The cuts, which are expected to save about $670 million in Medicare payments in 2018, were roughly in line with a preliminary proposal published by the Centers for Medicare and Medicaid Services (CMS) in September.
About three quarters of the more than 1,300 lab tests surveyed by the agency will be affected by the cuts, Canaccord Genuity analyst Mark Massaro said.
Shares of Laboratory Corp of America Holdings and Quest Diagnostics Inc were pressured on the news on Monday, falling about 1 percent and 2 percent, respectively.
However, the impact from the rate cuts on market leaders LabCorp and Quest for 2018 will not be as severe as previously expected.
“We estimate cuts (for these two companies) may hover around 6-8 percent, a slight improvement to our prior forecast as draconian as 9-10 percent,” Massaro said, referring to 2018.
Invitae Corp, GenMark Diagnostics Inc and privately held Cepheid Inc are also expected to take a hit from these cuts.
LabCorp and Quest have lobbied CMS for years to delay the implementation of the Protecting Access to Medicare Act (PAMA), which aims to establish a market-based pricing for certain lab tests including those for breast cancer and flu.
Analysts expect LabCorp and Quest to see Medicare cuts ranging from 6 percent to 10 percent in the next three years.
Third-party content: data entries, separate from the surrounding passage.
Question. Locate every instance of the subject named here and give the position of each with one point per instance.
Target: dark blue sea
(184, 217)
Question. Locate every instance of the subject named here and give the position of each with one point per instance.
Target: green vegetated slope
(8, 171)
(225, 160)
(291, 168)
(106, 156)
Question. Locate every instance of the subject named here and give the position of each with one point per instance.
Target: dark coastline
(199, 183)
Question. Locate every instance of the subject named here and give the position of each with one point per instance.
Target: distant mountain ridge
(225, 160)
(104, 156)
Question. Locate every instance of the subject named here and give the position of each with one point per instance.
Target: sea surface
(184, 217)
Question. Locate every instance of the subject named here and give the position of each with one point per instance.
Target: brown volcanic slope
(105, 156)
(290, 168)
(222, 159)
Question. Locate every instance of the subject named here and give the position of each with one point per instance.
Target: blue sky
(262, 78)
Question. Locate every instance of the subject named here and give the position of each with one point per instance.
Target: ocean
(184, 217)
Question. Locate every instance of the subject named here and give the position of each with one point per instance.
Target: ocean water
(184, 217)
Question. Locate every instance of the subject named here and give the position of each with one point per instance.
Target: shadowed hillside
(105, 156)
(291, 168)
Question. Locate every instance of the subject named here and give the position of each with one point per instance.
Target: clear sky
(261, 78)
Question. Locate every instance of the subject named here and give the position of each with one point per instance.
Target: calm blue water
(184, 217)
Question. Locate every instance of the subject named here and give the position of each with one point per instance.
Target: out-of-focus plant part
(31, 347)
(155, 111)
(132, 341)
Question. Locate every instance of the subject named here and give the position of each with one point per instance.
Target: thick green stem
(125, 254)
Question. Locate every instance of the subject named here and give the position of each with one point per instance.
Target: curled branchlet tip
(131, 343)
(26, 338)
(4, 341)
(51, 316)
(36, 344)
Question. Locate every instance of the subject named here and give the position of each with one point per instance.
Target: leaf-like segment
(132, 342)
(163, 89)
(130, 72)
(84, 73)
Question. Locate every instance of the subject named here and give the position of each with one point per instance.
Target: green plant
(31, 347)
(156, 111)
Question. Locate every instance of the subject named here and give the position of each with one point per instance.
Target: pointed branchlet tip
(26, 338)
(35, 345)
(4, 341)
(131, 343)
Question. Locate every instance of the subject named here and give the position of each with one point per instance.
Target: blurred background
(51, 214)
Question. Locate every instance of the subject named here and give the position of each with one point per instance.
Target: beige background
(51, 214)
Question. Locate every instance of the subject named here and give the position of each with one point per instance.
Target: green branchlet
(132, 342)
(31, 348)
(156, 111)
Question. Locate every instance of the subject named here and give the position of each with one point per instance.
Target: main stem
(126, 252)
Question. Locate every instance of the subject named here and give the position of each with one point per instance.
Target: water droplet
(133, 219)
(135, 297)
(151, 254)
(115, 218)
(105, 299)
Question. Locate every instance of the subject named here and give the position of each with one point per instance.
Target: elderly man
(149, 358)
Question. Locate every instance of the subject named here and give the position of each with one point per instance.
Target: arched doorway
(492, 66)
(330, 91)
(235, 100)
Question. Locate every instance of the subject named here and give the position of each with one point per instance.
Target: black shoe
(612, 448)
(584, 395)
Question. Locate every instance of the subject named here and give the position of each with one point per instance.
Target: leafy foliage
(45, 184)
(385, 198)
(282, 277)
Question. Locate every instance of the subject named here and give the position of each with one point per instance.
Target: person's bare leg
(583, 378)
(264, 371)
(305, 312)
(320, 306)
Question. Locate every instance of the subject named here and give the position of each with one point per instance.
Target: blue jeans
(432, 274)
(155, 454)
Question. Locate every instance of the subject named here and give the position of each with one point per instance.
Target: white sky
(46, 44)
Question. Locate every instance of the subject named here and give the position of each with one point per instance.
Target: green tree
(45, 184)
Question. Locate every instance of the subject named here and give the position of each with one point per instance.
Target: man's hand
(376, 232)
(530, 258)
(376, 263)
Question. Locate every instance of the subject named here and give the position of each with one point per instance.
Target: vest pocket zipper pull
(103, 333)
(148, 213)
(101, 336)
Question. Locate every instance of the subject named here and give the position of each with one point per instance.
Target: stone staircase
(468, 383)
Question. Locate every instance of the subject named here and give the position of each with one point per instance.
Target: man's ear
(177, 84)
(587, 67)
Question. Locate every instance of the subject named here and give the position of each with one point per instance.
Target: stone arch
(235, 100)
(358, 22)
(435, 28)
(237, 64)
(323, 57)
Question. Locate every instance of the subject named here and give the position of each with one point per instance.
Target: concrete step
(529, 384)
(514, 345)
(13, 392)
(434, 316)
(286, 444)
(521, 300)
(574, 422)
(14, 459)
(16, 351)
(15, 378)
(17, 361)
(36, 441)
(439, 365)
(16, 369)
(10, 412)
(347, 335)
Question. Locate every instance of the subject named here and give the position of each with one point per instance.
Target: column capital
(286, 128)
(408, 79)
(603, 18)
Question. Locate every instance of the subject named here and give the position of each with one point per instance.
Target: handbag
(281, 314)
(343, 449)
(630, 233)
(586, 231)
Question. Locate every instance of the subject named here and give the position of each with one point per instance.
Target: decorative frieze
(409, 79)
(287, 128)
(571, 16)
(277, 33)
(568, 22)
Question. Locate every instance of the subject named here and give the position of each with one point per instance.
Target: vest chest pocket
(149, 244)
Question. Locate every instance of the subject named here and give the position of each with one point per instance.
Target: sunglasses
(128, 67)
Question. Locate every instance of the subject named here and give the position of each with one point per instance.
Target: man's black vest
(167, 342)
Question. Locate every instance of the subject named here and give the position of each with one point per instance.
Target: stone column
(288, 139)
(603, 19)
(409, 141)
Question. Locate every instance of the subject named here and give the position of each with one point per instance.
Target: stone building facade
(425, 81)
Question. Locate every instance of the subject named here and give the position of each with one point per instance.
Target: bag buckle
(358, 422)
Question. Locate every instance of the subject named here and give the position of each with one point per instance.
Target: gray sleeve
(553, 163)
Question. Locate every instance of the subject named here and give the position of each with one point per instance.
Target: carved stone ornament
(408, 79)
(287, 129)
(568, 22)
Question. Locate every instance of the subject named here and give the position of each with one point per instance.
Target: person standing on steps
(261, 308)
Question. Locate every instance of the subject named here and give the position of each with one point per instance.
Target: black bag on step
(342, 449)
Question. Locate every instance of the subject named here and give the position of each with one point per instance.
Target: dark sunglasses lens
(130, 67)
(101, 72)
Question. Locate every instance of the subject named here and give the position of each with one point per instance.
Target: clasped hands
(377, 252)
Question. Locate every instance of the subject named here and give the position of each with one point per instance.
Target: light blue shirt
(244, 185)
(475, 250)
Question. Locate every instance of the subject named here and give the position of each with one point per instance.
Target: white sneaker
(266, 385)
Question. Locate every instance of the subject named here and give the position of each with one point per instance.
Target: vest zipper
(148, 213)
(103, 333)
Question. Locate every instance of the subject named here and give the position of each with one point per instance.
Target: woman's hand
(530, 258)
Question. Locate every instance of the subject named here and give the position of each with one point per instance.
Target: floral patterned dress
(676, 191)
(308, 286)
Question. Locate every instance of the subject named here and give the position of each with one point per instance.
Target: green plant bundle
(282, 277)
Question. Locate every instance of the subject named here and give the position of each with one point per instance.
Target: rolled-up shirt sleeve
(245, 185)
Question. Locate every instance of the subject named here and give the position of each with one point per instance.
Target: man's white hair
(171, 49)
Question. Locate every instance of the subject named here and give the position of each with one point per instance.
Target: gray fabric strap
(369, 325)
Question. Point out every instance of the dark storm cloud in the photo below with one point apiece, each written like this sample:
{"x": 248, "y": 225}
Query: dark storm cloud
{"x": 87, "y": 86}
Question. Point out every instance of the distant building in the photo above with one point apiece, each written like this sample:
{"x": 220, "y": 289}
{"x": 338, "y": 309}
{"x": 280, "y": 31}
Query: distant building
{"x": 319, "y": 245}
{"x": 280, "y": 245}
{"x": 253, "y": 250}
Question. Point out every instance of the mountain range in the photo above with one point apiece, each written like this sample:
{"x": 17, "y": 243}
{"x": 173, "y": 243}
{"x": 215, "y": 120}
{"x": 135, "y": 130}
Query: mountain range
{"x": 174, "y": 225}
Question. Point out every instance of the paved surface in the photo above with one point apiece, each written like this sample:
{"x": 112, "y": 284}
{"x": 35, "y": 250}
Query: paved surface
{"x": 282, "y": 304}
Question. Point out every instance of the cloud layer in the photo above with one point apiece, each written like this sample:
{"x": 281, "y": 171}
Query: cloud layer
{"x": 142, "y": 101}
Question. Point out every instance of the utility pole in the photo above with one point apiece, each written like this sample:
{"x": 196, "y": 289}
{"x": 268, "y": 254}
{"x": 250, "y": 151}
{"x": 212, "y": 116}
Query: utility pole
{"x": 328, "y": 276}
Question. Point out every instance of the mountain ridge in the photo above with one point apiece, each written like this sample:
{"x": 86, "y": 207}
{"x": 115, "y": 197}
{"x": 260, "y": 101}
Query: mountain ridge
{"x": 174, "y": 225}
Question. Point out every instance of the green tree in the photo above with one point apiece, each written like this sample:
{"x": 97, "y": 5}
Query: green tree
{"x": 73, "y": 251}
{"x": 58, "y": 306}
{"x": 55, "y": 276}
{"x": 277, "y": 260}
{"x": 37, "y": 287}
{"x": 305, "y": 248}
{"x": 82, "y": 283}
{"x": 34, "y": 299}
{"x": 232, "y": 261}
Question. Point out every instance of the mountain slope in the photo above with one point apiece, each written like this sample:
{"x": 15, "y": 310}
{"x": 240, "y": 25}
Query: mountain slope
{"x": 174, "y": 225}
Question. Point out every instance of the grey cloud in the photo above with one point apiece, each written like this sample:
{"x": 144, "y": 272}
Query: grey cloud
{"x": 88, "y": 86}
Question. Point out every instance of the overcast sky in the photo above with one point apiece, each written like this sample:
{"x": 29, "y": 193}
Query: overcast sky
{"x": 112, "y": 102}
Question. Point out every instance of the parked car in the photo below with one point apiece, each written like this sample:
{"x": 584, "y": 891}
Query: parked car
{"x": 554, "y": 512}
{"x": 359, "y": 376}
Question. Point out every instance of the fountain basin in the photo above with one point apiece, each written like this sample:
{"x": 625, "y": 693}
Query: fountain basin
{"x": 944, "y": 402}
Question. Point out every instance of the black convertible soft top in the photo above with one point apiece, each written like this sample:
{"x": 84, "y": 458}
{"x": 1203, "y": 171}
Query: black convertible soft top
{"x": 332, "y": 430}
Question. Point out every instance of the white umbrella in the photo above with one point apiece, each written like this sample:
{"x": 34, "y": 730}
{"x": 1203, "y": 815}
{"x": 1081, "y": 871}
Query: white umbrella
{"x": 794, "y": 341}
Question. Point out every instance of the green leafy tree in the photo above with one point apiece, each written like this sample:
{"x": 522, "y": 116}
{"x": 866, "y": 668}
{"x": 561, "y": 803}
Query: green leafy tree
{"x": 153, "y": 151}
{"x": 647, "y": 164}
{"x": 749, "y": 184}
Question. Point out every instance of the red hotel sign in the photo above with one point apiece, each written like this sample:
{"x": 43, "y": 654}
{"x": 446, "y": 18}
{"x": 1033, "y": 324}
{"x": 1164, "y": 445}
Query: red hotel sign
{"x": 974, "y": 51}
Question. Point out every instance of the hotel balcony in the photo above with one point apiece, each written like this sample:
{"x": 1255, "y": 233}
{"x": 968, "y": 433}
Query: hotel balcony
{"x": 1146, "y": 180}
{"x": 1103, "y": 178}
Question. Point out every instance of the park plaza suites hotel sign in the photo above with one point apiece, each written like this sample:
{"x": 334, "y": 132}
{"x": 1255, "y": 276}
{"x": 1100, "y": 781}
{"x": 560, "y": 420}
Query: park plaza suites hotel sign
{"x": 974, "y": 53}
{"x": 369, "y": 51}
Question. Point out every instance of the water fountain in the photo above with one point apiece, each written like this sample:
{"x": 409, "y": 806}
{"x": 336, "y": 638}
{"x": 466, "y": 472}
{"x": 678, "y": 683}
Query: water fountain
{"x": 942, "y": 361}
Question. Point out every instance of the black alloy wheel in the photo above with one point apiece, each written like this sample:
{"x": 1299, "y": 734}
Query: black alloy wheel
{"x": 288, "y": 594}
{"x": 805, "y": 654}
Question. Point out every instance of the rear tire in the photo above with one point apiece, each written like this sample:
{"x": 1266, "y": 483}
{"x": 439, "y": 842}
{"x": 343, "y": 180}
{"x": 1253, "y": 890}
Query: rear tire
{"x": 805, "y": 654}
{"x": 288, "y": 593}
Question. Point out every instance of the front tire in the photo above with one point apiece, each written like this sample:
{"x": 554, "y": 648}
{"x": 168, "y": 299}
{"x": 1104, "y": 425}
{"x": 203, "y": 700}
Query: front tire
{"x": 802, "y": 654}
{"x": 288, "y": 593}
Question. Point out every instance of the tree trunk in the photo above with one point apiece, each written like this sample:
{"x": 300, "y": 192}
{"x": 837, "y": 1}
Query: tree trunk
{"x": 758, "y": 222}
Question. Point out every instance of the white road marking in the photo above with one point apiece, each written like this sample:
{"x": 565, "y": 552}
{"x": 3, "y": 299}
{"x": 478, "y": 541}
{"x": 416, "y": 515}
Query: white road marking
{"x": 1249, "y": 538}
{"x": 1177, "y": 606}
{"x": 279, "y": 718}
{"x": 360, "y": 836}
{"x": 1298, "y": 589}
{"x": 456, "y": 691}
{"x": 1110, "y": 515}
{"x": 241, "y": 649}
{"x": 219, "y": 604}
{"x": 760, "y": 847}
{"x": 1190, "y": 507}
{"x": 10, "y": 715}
Both companies had earlier said they may sue CMS over the cuts. Their shares have declined since the preliminary report in September.
CMS’s rate cuts are based on data submitted mainly by bigger lab owners such as LabCorp and Quest, skewing the market price on which PAMA is based, the companies have argued.
“We are continuing to work with Congress and with the administration on whether there is an administrative or legislative fix and obviously also evaluate the option of recourse to the court,” LabCorp Chief Executive David King told Reuters earlier this month.
However, some labs that offer gene-based and molecular diagnostic tests stand to benefit from CMS’s move as it raises reimbursement rates for such tests.
Genomic Health Inc’s breast cancer diagnostic, Veracyte Inc’s thyroid cancer test and CareDx Inc’s blood test for heart transplant patients are expected to see a jump of 12 to 14 percent in reimbursement rates.
The reimbursement rate for Vermillion Inc’s ovarian cancer diagnostic is expected to rise 54 percent, analyst Massaro said. The company’s shares were up 4 percent on Monday.
Shares of Genomic and Veracyte were flat on Monday, while those of CareDx were up 2 percent.